BasiGo, a Kenyan electric bus startup, is testing a scheduled commuter service in Nairobi, the country’s capital, adding a new product line alongside its core electric vehicle supply business.
Through its Jenga partnership model, the company has integrated electric mid-sized buses into the operations of local commuter cooperative societies (matatus), offering fixed-route, non-stop connections between residential estates and primary commercial hubs such as Westlands and Upper Hill.
The move represents an attempt to formalise a notoriously fragmented transit market by using data to close the predictability gap that typically pushes Kenya’s middle class toward private car ownership.
It is also a space previously targeted by Swvl, the Egyptian mass-transit startup that entered Nairobi promising app-based, fixed-route buses for office commuters before exiting the market in 2022.
Like Swvl, BasiGo is betting that structured schedules, digital payments, and guaranteed seating can convert car owners and frustrated matatu users into repeat customers. The difference is that BasiGo is layering this model onto existing Saccos – transport cooperative societies that own and manage matatus – rather than building a parallel fleet from scratch.
“The model is built on data, unlike traditional public service vehicle operations.
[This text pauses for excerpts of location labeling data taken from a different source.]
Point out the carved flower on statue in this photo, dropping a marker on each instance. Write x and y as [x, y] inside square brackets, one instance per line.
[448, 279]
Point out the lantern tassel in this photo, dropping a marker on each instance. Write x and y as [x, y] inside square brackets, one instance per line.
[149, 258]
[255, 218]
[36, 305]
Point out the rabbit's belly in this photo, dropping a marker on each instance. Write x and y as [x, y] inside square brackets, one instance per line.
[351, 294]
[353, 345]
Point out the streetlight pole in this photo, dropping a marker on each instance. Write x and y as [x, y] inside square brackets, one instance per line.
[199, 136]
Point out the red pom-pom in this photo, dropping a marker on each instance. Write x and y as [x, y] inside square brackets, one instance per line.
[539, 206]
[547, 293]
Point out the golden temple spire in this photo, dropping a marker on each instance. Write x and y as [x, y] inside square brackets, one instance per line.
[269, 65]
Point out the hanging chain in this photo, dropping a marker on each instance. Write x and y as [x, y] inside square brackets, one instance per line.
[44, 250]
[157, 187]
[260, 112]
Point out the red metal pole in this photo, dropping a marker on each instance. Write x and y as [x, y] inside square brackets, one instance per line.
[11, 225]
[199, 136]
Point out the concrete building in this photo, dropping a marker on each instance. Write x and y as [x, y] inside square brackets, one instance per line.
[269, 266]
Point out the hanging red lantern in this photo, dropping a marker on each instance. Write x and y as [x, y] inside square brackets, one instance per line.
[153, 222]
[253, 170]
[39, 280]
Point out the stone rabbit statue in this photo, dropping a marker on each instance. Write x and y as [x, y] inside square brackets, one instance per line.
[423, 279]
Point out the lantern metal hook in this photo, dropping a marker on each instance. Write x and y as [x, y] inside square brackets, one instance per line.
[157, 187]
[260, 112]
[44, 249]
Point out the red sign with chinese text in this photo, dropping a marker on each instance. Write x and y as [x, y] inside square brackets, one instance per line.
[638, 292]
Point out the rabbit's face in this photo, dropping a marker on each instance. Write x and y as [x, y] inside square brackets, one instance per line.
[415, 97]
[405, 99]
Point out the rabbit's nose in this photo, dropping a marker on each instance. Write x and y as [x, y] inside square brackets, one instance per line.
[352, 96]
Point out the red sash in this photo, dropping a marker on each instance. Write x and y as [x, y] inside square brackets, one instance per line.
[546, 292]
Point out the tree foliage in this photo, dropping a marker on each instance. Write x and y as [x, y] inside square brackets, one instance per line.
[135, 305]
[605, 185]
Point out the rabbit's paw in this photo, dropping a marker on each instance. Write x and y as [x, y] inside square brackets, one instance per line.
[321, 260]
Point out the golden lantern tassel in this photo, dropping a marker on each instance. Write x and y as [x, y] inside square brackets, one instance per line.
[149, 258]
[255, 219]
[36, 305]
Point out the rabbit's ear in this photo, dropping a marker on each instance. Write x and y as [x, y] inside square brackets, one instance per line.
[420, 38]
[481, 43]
We collect and analyse customer demand to determine which routes make sense for operators, and with those insights, operators deploy buses on structured schedules,” Moses Nderitu, BasiGo’s Kenyan managing director, told TechCabal.
BasiGo is betting that reliability and onboard amenities, such as charging ports and a quiet, vibration-free cabin, can decouple the link between professional status and the need to drive into a congested city centre. It is using Jani, its booking platform, to aggregate demand and pre-sell seats.
For commuters from Nyayo Estate to Westlands via the Nairobi Expressway, a seat costs KES 200 ($1.55), while the Mwiki to Upper Hill route costs KES 150 ($1.16).
BasiGo told TechCabal that about 80% of payments are made through an M-PESA till number, a merchant payment code that allows customers to pay businesses directly from their mobile wallets. The rest pre-book weekly through the app, which guarantees priority seating during peak demand.
Although these fares represent a premium over the KES 80–120 ($0.62–$0.93) typically charged by standard diesel matatus, the direct nature of the service eliminates the need for expensive and time-consuming secondary connections.
For the 90% of riders who are corporate employees, a figure provided by BasiGo, the trade-off is calculated in reclaimed time. The company claims these direct routes can shave up to 40 minutes off a one-way commute.
The service’s financial architecture is designed to de-risk the transition to electric mobility for local operators, who retain 75% of revenue after operating expenses, while BasiGo takes a 20% share.
While the startup provides the technology and data insights, traditional transport players supply the buses, drivers, and day-to-day operations.
BasiGo says approximately 300 unique weekly riders currently use the three-bus pilot, maintaining an average occupancy rate of 80%, suggesting strong product-market fit despite limited scale.
Swvl’s earlier push demonstrated both the demand for structured commuting and the difficulty of sustaining margins in a price-sensitive market characterised by volatile fuel costs and inconsistent demand.
BasiGo is competing with the door-to-door convenience of ride-hailing platforms such as Uber and Bolt, as well as the established dominance of diesel-powered executive shuttles.
The company said it plans to add 10 more buses over the next 12 to 24 months, though expansion will depend on vehicle delivery timelines and the rollout of charging infrastructure.